In Italia la superficie coltivata a piante medicinali è di circa 1260 ettari; in Sardegna la superficie dedicata ad essa è veramente esigua.
I tempi di raccolta variano da pianta a pianta, esiste un periodo in cui le piante officinali rendono al massimo “il balsamico”, cioè il periodo in cui le piante offrono i principi attivi: zuccheri, oli essenziali, resine, alcaloidi.

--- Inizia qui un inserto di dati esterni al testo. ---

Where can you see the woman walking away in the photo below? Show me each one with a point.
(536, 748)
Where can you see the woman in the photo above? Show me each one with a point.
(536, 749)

Per la raccolta è bene avere una certa conoscenza per identificare la pianta con certezza. Quando vengono scelte occorre muoversi con particolare attenzione poichè esistono specie in via di estinzione ed altre di elevata importanza scientifica e rare.

Se le condizioni permettono la raccoltaoccorre comunque sempre rispettare l’habitat, lasciare la possibilità alla pianta di poter continuare a vivere e raccogliere soltanto la parte che interessa, conservando semi e radici intatte. La raccolta indiscriminata provoca danni irrimediabili, per questo esistono delle leggi per la protezione e la valorizzazione delle piante officinali.

Nelle campagne possiamo trovare alcune fra le più conosciute, come la borragine, l’ortica, il finocchio selvatico, l’aglio selvatico, la aanna comune, l’asparago selvatico, l’asfodelo, la pratolina, la fumaria, Il cocomero asinino, la cicoria selvatica, la malva e tante altre. Inseriamo la fotografia dell’acanto, iscritta fra le piante officinali. In antichità si riteneva che questa pianta fosse in grado di tenere lontano gli spiriti maligni.